Le testament de M. de Voltaire, fait il y a environ six ans, a été ouvert. En voici les principaux articles : il laisse à M. d’Hornoy cent mille livres une fois payées ; autant à M. l’abbé Mignot ; à Mme Denis, environ deux cent cinquante mille livres, tant en papier qu’en argent comptant, la terre de Ferney et la maison qu’il venait d’acheter récemment à Paris sur la tête de Mme Denis. Cette dame restera riche de soixante mille livres de rente net. Il laisse à Wagnière, son secrétaire de connance, quatre cents livres de rente, huit mille livres d’argent comptant, la maison et les terres qu’il lui avait achetées à Ferney. Il fait aussi des legs particuliers à chacun de ses domestiques. À l’égard de ses manuscrits, il ne s’en est trouvé aucun. Son secrétaire avait eu soin de brûler à Ferney tous ceux qui pouvaient le compromettre, et M. de Voltaire, qui ne comptait plus retourner à Ferney, avait lui-même présidé à ce choix avant son départ. On croit qu’il a laissé en manuscrit à quelque ami de confiance une histoire politique de l’Église et de la religion chrétienne en général ; mais je n’ai jusqu’à présent aucune preuve certaine de ce fait. Vous savez, mon prince, qu’on a fait défense à tous les journalistes et gazetiers de faire mention de sa mort dans tous les papiers publics. Les comédiens français ont eu aussi ordre de ne jouer aucune de ses pièces jusqu’à nouvel ordre. Ce n’est que du lundi 8 juin que la Gazette de France a annoncé sa mort. À l’égard du service que l’Académie française fait faire à ceux de ses membres que la mort lui enlève, l’archevêque n’a pas encore permis à aucune église ou couvent de s’en charger, et l’on croit qu’il faudra renoncer pour M. de Voltaire à cet ancien usage.

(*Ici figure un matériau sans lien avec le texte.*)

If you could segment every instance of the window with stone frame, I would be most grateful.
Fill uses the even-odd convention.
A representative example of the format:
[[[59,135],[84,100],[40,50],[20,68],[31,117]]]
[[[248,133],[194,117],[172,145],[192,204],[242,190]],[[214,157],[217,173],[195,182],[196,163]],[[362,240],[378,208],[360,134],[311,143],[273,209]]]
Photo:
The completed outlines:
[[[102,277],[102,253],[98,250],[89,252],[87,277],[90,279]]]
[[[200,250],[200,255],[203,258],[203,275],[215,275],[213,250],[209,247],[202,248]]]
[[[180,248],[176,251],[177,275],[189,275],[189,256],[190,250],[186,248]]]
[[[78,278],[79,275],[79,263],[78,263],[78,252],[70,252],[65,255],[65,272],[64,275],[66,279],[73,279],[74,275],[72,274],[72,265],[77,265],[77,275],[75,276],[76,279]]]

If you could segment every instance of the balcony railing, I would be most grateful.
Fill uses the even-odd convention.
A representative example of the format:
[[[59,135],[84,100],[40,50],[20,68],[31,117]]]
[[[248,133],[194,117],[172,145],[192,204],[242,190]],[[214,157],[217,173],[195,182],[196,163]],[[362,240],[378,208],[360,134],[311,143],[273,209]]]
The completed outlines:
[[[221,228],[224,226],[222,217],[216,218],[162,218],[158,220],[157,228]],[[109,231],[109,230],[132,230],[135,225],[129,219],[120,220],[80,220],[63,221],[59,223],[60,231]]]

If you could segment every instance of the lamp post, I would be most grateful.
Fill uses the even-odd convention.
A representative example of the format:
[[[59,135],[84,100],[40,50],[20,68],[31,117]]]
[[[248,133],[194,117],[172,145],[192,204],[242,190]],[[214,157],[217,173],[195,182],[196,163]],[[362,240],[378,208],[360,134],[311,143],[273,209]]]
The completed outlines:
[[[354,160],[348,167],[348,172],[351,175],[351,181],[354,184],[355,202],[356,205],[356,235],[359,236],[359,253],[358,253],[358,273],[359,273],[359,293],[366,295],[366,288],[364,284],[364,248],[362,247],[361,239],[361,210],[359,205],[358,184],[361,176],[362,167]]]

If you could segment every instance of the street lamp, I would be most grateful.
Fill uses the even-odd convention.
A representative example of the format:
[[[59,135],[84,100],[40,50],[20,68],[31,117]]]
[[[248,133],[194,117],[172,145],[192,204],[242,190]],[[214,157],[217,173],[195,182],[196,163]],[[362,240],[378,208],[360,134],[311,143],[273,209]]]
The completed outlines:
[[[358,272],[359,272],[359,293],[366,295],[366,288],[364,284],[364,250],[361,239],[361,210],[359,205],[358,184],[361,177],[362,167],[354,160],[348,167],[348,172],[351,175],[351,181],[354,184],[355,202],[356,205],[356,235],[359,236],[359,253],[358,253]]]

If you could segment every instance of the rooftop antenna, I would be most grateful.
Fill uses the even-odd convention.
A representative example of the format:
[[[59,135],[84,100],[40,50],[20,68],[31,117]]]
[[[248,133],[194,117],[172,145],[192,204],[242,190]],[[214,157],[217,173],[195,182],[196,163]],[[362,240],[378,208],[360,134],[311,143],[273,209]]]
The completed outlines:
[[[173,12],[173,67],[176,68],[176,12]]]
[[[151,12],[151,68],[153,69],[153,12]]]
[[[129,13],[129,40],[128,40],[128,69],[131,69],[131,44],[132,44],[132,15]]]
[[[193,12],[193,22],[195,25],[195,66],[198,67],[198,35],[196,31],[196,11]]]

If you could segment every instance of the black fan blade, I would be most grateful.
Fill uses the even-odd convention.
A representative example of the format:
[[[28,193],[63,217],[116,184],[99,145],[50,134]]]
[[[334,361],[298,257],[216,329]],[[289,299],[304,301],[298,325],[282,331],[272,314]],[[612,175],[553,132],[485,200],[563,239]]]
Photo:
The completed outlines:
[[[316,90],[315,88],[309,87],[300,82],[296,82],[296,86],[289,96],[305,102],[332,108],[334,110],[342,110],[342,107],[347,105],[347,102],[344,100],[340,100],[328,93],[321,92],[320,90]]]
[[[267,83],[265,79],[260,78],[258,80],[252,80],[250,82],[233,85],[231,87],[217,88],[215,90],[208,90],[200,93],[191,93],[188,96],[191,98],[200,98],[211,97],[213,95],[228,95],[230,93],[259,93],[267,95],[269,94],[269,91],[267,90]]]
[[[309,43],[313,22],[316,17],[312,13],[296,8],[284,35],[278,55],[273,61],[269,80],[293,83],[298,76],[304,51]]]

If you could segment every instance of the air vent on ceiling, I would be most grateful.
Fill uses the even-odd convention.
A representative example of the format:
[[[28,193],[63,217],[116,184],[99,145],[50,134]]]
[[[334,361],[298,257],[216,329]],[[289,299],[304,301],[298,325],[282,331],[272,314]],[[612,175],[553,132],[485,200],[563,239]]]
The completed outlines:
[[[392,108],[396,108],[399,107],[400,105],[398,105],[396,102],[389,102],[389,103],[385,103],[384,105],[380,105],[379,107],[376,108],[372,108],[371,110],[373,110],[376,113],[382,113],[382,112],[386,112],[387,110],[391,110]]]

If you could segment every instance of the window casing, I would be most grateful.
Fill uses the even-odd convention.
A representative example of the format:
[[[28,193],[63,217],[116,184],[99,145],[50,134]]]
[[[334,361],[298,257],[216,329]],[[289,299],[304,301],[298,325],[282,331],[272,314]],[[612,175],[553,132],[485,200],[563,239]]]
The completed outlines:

On ignore qui sera le successeur de M. de Voltaire à l’Académie française : on sait seulement celui qu’il avait désigné de son vivant et lors même qu’il était en bonne santé. Celui qu’il désirait avoir pour successeur est en effet un homme d’un très-grand mérite, secrétaire perpétuel de l’Académie des sciences, géomètre de la première force, et excellent écrivain. Enfin c’est M. le marquis de Condorcet, âgé d’environ trente-six ans, et qui réunit dans un degré supérieur une foule de connaissances diverses. Tel est l’homme que M. de Voltaire a désigné à plusieurs de ses amis intimes pour lui succéder ; il en faisait un cas infini, et n’en parlait jamais sans en faire l’éloge dans les termes les plus flatteurs et les plus obligeants.